Fianna Fáil’s Denis O’Donovan supplied an explanation.

“Maybe it shot down the hen harrier.”

LEAN ON ME, SAYS CALORIE-COUNTER VARADKAR TO COVENEY

Do as I say, not as I do. That’s the sort of behaviour that gives politicians a bad name.

But what about Leo Varadkar? The Minister for Health wants restaurants to display calorie counts on menus. “Giving calorie details on menus is a very simple but effective way of encouraging people to choose a healthier option,” he said this week.

Varadkar, it must be said, practises what he preaches.

While not as bad as Fianna Fáil leader Micheál Martin, who appears to survive on nuts and berries, Leo has moved on from his fizzy drink and jelly tot days. “I suppose I probably do take a keen interest in my calorie intake, but I’m not a zealot,” he says.

“But I discovered I put on weight far easier than I lose it, so I watch calories and carbs now. But I break out most weekends.”

Any tips? “Did you know that an 8oz steak is lower in cals than duck a l’orange, pizza or a veggie stir fry. Most people don’t know that.”

Nor do we know if Leo or Simon Coveney counted the calories when they had dinner together in Limerick last week.

The two men were spotted deep in conversation.

News of their dinner left some insiders wondering if it was their equivalent of the 1994 Blair/Brown deal in Britain, when Tony and Gordon met in a London restaurant and allegedly reached a gentleman’s agreement on the future leadership of the Labour Party.

It was supposed to be Blair first, then Brown. But it didn’t go too well.

In the case of Simon and Leo, who’s Blair and who’s Brown?

FOOTBALL QUESTION LEAVES NAVA STUMPED

Professor Bill Black got all the headlines when he appeared before the banking inquiry on Thursday, but the European Commission’s regulation and supervision watchdog was also on the witness lift.

The rather serious Mario Nava was nonplussed by chairman Ciarán Lynch’s determination to talk to him about soccer. “I thank Mr Nava for his opening statement . . . and I thank the Commission, as a significant EU institution, for its co-operation with the inquiry,” began Ciarán. “I note that Mr Nava comes from Milan. In that regard, I might use a comparison to explain what the European Commission does. Milan is very famous for its football teams. If I could describe banks as football clubs and central banks as national football associations, is Mr Nava’s role in the commission comparable to Fifa or to Uefa in terms of setting the rules?”

Mario wasn’t expecting that.

“I come from Milan, the land of two famous football teams. I do not quite get the equation between the two, but I am very happy to explain our role.”

Fine Gael’s Kieran O’Donnell tried to help. “Mr Nava is interested more in banking than in soccer.”

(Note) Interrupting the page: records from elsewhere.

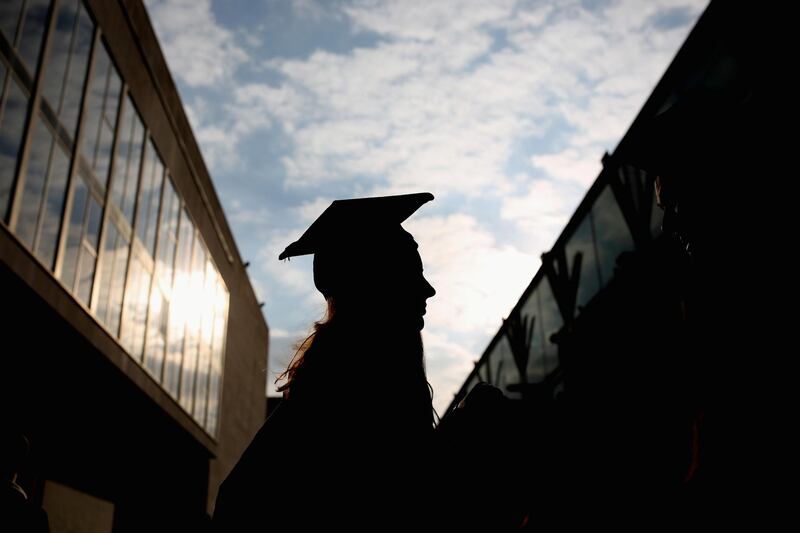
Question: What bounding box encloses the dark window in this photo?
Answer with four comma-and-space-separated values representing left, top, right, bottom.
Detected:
16, 0, 50, 78
0, 66, 28, 220
42, 1, 94, 138
95, 219, 130, 336
16, 114, 69, 269
136, 140, 164, 257
81, 43, 122, 188
111, 95, 144, 226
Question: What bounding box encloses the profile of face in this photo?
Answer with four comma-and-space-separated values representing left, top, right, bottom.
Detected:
386, 236, 436, 331
337, 231, 436, 332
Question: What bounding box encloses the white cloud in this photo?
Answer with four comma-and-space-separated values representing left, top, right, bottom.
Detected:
148, 0, 705, 409
422, 327, 479, 415
146, 0, 247, 87
531, 148, 603, 188
222, 0, 698, 203
404, 214, 539, 334
500, 178, 585, 254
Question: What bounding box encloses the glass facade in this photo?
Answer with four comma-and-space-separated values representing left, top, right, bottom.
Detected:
0, 0, 229, 436
462, 168, 662, 403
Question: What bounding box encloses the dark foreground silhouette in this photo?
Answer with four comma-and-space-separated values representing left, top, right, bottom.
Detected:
214, 194, 446, 531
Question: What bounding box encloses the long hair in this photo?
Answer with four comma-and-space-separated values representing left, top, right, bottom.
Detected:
275, 297, 336, 398
275, 296, 438, 428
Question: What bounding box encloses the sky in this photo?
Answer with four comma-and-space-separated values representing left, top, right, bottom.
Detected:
145, 0, 707, 413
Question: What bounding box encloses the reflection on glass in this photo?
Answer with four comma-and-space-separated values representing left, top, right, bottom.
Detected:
34, 143, 69, 270
564, 214, 600, 315
490, 335, 523, 399
16, 0, 50, 77
536, 278, 564, 375
144, 283, 169, 381
592, 185, 633, 284
192, 259, 217, 422
648, 178, 664, 238
164, 210, 194, 398
81, 43, 122, 188
16, 120, 53, 249
521, 288, 547, 383
136, 140, 164, 256
0, 0, 22, 46
60, 178, 89, 292
42, 1, 94, 137
61, 176, 102, 305
0, 71, 28, 219
156, 178, 181, 287
111, 95, 144, 225
180, 237, 211, 413
205, 275, 228, 435
120, 256, 150, 361
96, 219, 129, 336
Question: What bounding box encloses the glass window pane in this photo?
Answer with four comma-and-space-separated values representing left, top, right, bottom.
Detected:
564, 215, 600, 315
36, 139, 69, 270
0, 0, 22, 46
97, 219, 129, 336
164, 210, 194, 398
86, 193, 103, 247
120, 256, 150, 361
60, 178, 89, 292
81, 43, 122, 187
0, 71, 28, 219
144, 283, 169, 381
16, 116, 53, 248
650, 178, 664, 238
136, 140, 164, 256
179, 236, 206, 413
193, 260, 217, 424
520, 288, 546, 383
490, 335, 522, 399
537, 278, 564, 374
111, 96, 144, 225
17, 0, 50, 77
157, 179, 180, 287
205, 276, 228, 435
78, 244, 97, 305
58, 4, 94, 139
592, 186, 633, 284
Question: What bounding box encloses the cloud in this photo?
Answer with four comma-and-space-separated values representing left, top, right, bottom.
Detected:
404, 214, 539, 335
147, 0, 706, 416
146, 0, 247, 87
500, 174, 585, 250
217, 0, 698, 202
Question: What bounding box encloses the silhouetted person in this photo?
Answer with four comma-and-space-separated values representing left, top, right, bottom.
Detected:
0, 429, 50, 533
214, 193, 436, 531
628, 78, 776, 515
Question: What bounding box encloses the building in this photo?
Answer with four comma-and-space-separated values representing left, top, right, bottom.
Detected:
0, 0, 268, 532
445, 2, 772, 520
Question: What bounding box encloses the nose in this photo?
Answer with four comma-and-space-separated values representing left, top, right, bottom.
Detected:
422, 277, 436, 300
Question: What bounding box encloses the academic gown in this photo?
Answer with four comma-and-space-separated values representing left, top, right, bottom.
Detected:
213, 332, 433, 532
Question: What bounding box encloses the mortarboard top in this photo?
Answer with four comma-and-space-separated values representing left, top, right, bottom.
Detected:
278, 192, 433, 259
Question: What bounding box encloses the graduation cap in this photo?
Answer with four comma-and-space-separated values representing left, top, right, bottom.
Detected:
278, 192, 433, 296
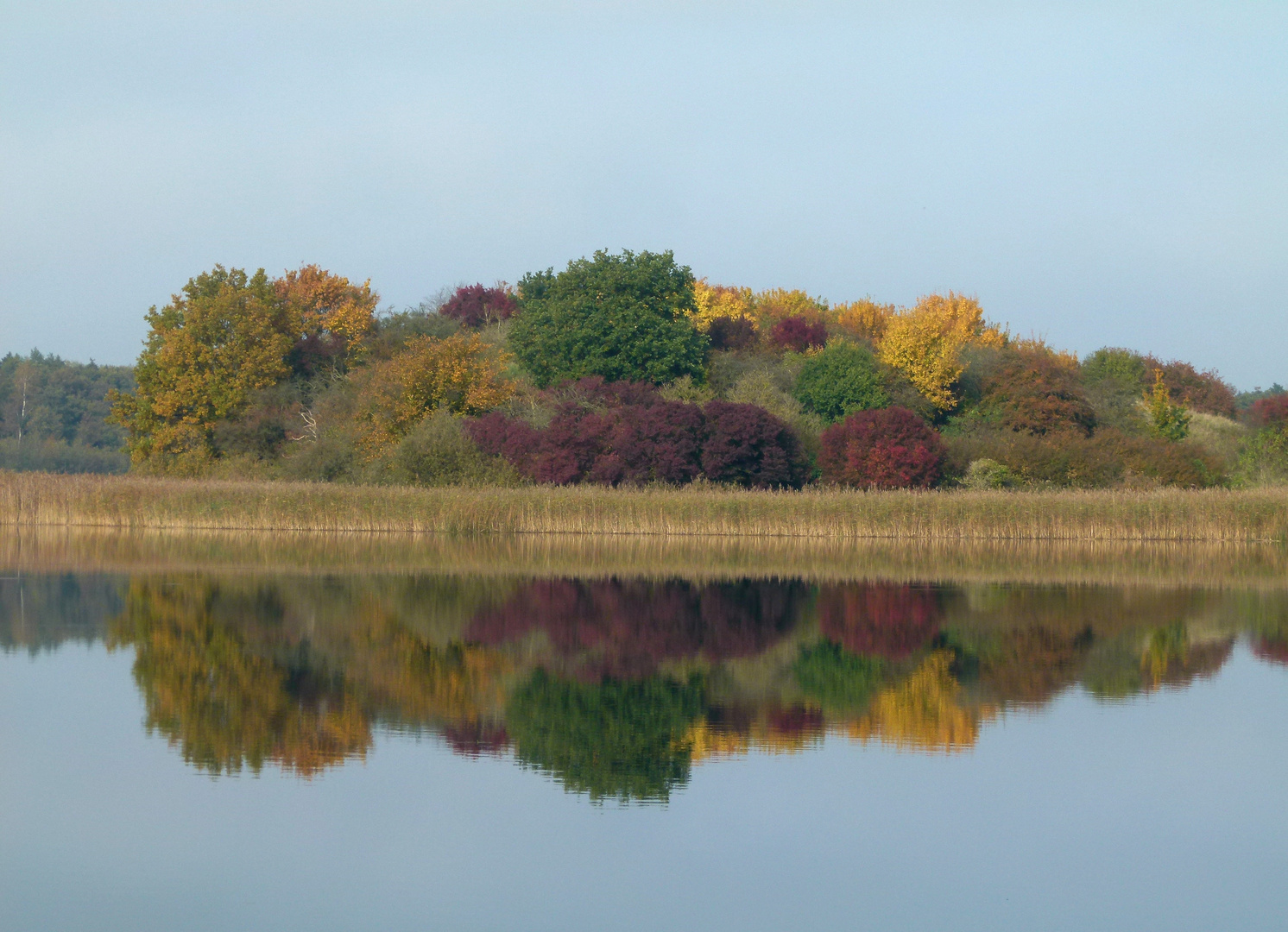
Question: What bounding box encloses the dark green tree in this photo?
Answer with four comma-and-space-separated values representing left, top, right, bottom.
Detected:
505, 670, 704, 801
796, 341, 890, 421
510, 249, 707, 387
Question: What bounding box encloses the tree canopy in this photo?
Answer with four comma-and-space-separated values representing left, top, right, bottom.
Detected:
510, 249, 707, 387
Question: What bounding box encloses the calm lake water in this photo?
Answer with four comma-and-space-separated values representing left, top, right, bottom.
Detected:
0, 545, 1288, 932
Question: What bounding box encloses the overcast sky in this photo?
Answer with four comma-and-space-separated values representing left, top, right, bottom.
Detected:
0, 0, 1288, 388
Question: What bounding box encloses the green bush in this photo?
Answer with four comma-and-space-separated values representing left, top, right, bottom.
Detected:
795, 341, 890, 424
1234, 427, 1288, 485
508, 249, 707, 387
389, 409, 518, 485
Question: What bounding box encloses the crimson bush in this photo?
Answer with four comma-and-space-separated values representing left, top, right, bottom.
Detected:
438, 285, 519, 327
769, 314, 827, 353
818, 408, 944, 489
702, 401, 810, 489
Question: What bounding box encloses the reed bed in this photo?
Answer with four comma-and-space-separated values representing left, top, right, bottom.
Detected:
0, 526, 1288, 591
0, 472, 1288, 542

Ciarán persisted: “But would the Uefa . . . ”

Mario stopped him and continued his explanation. “I like the idea of trying to bring . . .”

“We’re more interested in speaking about soccer,” sighed Kieran.

Lynch told him to wait his turn. Finally, the man from the commission got around to explaining what he does. But Lynch couldn’t let go.

“I thank Mr Nava. In summary, to use my own analogy, Mr Nava is Uefa and he sets the rules for Europe in terms of banking institutions and national regulations.”

And to think Ciarán is from Cork. Not a mention of hurling or the county board.